A good overall explanation of manual RDMA setup here, but be aware that this is azure CLI 1.0 not 2.0 (2.0 command is "az" rather than "azure"). Also this uses "availability sets", whereas these days we recommend to use "scale sets" to deploy HPC clusters (availability sets & scale sets ensure InfiniBand fabric connectivity between the nodes via switch affinity). https://docs.microsoft.com/en-us/azure/virtual-machines/linux/classic/rdma-cluster
Note, you can do this natively on linux/macox/windows, but you can also do this using the bash for windows: https://msdn.microsoft.com/en-us/commandline/wsl/about.

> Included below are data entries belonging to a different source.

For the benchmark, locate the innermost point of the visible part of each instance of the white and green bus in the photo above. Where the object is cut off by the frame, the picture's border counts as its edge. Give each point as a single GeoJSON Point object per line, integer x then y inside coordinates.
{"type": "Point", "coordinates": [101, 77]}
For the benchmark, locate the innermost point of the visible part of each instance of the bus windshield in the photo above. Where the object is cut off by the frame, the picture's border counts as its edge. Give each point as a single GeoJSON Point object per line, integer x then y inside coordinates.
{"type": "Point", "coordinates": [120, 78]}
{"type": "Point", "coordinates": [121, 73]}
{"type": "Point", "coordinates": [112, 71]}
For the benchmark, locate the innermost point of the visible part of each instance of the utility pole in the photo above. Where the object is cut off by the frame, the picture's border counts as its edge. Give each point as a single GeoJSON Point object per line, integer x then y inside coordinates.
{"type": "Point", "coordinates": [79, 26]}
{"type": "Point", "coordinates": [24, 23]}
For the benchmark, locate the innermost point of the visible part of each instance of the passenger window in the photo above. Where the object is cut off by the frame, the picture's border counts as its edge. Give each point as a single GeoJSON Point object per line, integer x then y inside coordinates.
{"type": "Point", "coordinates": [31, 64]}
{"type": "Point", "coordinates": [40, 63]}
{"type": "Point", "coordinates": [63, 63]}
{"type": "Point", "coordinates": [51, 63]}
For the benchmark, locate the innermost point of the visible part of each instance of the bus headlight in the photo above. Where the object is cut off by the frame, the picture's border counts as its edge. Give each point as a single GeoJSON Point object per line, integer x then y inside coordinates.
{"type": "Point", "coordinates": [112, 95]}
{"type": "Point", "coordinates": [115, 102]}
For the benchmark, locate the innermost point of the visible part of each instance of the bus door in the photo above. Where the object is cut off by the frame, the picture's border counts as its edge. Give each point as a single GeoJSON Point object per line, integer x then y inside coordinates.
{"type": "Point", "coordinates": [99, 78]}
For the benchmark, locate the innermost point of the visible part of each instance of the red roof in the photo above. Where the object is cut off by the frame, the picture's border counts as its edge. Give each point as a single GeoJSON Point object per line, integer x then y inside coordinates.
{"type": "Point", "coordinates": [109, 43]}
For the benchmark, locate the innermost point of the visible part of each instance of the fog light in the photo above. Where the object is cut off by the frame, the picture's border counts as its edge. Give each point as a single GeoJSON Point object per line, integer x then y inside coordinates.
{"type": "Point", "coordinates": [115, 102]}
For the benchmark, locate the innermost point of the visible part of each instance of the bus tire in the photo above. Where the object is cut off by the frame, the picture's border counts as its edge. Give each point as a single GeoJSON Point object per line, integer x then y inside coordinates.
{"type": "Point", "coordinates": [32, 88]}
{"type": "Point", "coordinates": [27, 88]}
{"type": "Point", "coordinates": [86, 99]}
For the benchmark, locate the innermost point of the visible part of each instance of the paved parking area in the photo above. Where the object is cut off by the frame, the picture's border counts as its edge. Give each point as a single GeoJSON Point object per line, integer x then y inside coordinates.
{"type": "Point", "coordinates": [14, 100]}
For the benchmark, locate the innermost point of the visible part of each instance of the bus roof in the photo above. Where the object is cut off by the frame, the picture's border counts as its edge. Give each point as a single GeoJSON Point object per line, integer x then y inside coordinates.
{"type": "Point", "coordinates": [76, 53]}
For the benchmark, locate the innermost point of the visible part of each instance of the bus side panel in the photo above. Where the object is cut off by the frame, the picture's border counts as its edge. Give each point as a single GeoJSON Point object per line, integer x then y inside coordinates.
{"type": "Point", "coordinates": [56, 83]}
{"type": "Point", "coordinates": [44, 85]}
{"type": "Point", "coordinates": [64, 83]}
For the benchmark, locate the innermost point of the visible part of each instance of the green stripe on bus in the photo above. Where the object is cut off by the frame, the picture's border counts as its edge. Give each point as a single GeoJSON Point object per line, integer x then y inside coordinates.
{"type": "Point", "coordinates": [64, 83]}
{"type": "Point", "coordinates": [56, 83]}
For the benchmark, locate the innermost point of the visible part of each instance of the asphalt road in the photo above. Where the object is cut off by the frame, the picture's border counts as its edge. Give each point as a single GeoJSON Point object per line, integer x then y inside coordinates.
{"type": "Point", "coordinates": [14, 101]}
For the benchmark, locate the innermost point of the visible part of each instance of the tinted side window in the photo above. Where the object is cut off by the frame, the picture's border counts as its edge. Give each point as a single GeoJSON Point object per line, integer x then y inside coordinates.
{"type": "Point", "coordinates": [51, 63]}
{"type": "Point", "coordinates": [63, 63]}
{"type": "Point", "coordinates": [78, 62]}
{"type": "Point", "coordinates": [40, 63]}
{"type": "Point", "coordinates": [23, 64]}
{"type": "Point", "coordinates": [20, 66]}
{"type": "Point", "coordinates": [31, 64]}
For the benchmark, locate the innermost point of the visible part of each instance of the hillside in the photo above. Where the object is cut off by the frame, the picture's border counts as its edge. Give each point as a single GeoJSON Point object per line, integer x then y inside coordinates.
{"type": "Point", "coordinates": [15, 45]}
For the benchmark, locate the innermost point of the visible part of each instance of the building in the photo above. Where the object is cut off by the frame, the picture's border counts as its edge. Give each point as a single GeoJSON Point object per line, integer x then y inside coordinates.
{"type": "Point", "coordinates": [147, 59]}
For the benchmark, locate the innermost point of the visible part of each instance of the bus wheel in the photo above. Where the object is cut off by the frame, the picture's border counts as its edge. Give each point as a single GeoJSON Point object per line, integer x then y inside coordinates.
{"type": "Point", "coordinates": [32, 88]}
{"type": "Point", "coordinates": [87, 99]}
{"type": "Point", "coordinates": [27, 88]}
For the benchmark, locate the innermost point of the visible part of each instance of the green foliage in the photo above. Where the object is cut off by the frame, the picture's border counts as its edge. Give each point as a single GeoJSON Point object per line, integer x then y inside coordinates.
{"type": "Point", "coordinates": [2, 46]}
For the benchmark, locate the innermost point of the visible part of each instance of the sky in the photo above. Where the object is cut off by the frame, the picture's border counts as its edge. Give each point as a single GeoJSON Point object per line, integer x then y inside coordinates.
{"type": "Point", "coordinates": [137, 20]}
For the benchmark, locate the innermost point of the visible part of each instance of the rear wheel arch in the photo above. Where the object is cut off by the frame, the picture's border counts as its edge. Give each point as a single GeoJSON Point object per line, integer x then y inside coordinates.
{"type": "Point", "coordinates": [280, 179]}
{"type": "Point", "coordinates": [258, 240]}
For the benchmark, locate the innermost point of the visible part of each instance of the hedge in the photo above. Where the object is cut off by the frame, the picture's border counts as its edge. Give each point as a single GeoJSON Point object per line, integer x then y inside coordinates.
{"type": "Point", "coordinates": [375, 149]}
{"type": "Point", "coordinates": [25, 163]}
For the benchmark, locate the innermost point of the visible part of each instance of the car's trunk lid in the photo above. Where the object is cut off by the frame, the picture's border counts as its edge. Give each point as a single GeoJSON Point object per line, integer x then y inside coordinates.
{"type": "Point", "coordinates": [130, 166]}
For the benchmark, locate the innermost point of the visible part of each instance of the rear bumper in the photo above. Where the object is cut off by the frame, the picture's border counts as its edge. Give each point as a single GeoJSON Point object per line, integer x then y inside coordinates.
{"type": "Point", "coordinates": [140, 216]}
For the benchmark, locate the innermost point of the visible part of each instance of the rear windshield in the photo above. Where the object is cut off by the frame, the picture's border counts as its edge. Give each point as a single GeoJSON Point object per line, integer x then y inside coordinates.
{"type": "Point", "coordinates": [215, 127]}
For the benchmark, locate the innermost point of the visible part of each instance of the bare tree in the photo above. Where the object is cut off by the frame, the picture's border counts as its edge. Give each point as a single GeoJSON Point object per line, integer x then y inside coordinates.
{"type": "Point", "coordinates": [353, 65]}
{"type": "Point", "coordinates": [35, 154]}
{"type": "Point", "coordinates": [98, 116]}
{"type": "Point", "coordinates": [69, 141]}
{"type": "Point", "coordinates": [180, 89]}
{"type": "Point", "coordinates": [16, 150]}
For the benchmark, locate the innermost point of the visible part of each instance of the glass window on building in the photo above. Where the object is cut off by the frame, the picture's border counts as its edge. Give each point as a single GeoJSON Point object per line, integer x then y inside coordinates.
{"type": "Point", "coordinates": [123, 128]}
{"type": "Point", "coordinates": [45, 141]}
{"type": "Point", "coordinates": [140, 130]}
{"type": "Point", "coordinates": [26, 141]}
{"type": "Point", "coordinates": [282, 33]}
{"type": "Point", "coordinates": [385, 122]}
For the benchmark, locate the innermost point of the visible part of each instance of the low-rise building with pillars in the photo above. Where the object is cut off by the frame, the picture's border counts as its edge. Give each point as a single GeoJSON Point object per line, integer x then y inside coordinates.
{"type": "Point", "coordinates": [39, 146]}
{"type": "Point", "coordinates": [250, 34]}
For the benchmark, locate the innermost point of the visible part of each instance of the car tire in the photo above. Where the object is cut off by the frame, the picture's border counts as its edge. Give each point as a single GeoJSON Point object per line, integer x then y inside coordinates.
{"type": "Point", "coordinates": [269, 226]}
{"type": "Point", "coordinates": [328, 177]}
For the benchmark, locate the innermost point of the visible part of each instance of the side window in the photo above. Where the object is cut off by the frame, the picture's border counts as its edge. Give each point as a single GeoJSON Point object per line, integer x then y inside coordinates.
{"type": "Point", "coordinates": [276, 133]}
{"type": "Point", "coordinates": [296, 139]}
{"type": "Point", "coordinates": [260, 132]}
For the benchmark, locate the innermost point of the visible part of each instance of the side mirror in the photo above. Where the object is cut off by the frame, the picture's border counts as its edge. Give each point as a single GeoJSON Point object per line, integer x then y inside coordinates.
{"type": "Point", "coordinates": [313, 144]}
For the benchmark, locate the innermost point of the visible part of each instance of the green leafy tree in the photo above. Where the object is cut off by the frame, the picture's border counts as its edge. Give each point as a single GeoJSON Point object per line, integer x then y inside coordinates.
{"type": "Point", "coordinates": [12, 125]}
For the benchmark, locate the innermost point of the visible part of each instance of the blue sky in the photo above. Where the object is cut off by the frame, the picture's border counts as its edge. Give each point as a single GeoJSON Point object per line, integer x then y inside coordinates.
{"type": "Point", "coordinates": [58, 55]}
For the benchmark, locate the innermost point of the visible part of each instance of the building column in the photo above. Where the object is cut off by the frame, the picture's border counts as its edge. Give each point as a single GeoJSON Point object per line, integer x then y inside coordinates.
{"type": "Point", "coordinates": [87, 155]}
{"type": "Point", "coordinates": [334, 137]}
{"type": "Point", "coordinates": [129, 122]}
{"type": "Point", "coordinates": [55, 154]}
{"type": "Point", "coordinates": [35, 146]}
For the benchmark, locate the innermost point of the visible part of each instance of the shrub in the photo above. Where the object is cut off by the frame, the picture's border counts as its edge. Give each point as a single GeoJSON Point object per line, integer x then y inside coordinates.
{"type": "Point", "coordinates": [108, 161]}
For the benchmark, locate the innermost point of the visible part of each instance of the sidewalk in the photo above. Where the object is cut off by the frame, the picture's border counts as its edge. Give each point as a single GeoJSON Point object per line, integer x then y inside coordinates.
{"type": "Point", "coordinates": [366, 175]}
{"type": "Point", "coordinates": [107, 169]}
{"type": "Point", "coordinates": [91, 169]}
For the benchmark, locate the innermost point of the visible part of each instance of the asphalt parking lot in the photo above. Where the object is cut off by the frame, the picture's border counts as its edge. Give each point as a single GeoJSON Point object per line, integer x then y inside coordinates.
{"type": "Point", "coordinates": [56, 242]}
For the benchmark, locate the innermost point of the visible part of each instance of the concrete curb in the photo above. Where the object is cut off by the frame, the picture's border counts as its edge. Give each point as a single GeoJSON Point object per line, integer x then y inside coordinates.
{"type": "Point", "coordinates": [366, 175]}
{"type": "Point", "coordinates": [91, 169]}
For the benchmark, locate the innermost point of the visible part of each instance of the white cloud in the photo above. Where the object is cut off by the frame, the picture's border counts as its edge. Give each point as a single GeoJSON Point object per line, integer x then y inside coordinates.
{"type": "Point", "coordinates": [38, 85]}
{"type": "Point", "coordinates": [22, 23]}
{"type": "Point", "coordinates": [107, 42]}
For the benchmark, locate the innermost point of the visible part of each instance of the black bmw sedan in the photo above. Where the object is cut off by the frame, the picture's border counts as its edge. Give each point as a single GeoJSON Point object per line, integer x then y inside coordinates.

Azure CLI 2.0 Installation instructions: https://docs.microsoft.com/en-us/cli/azure/install-azure-cli See example scripts here: https://docs.microsoft.com/en-us/azure/virtual-machines/linux/cli-samples?toc=%2fcli%2fazure%2ftoc.json&bc=%2fcli%2fazure%2fbreadcrumb%2ftoc.json
The -HPC images have the Microsoft RDMA drivers & Intel MPI built in. If there is no HPC image, you will have to add this part manually.
$ az vm image list --publisher OpenLogic --all | grep HPC
CentOS-HPC OpenLogic 6.5 OpenLogic:CentOS-HPC:6.5:6.5.20160408 6.5.20160408
CentOS-HPC OpenLogic 7.1 OpenLogic:CentOS-HPC:7.1:7.1.20160408 7.1.20160408
You can read the details about the different VM types in the Azure documentation with details onthe underlying hardware types and VM pricing per location.
Note: The supported locations are 'eastus, eastus2, westus, centralus, northcentralus, southcentralus, northeurope, westeurope, eastasia, southeastasia, japaneast, japanwest, australiaeast, australiasoutheast, brazilsouth, southindia, centralindia, westindia, canadacentral, canadaeast, westus2, westcentralus, uksouth, ukwest, koreacentral, koreasouth'.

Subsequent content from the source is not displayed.